Pourquoi blame-t-on les écrans ?

Dans le Journal de la Philo du 5 septembre 2019, Géraldine Mosna-Savoye se questionne sur l’aversion contemporaine que la société commence à porter aux écrans de toute sorte. Elle émet l’hypothèse suivante, que je trouve fort intéressante. Ce n’est pas celle qu’elle retiendra, mais je vous la partage tout de même :

 il y a aussi tout ce qui se joue avec l’image, la représentation, l’art même. Les écrans sont ainsi l’occasion d’actualiser toutes les théories critiques de l’image, que l’on trouve de Platon jusqu’à Guy Debord : coupables de doubler la réalité ou de la fausser, coupables de nous tromper. Et là-dessus, les écrans seraient même pires que les images, car écoutez : on ne parle plus de ce qui est montré en employant le terme d’« écran », mais de ce qui montre, on s’en tient au support, à la surface. L’écran fait donc bien écran, et c’est ce qu’on lui reproche.

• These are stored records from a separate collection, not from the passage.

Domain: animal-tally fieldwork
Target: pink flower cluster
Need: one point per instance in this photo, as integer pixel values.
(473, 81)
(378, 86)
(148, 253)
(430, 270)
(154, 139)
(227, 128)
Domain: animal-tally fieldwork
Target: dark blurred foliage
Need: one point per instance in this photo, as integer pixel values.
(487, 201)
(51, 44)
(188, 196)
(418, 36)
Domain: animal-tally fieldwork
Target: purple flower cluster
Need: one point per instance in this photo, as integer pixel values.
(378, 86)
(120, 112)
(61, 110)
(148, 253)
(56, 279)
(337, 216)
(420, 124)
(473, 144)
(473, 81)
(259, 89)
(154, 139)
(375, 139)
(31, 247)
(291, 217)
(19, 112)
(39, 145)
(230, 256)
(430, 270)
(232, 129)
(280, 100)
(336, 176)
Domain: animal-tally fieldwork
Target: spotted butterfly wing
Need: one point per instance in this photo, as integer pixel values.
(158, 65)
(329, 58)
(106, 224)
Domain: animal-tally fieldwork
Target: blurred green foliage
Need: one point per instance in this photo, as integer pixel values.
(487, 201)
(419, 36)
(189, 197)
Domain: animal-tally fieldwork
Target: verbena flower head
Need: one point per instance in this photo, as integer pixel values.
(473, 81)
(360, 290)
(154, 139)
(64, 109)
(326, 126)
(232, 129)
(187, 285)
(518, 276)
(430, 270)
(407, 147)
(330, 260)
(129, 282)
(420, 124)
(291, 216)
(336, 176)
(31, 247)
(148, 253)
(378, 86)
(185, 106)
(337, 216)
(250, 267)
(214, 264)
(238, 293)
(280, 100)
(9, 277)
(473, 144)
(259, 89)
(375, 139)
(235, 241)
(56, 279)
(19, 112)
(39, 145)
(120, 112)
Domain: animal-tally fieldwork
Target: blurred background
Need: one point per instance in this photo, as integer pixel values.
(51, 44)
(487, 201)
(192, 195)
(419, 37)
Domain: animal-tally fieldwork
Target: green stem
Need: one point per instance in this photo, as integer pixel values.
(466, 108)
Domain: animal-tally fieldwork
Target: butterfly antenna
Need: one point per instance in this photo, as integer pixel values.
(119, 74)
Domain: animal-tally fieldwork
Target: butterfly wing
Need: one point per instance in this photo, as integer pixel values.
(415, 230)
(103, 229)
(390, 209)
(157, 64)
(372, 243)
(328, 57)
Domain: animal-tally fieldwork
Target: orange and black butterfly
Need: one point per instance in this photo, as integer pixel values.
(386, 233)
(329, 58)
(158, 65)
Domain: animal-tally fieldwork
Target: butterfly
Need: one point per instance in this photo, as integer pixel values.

Évidemment, il est tentant de blâmer l’écran comme étant source principale de la duplicité, des mensonges qui émanent du web actuel. Comme on le voit souvent avec les nouvelles technologies, on a tendance à critiquer l’outil plutôt que l’être humain qui l’utilise. Mosna-Savoye ne tombe pas dans ce piège et conclut :

Si je me sens un peu bête après avoir regardé 10 heures de séries, pourquoi la faute en reviendrait aux écrans ? Les écrans font penser que je pourrais faire autre chose, autrement : parler plus aux gens, lire un livre… mais si je ne l’ai pas fait, ce n’est pas à cause du pouvoir d’attraction des images, mais parce que l’envie ou la volonté n’y étaient pas. Les écrans révèlent les regrets que l’on se crée d’une autre vie que l’on aimerait avoir, d’un autre moi que l’on aimerait être, d’une autre journée que l’on aurait aimé passer. Finalement, les écrans sont les meilleurs alliés de nos doutes, de nos inquiétudes, de quoi être lucides sur nous-mêmes (et sur notre bêtise).  

Le seul bémol que j’ajouterais à cette conclusion, c’est qu’il faut tout de même se méfier des applications qui utiliseraient des mécanismes addictifs de façon consciente. Dans ces cas précis, il ne s’agit plus d’un humain qui doute, mais bien d’une situation d’abus.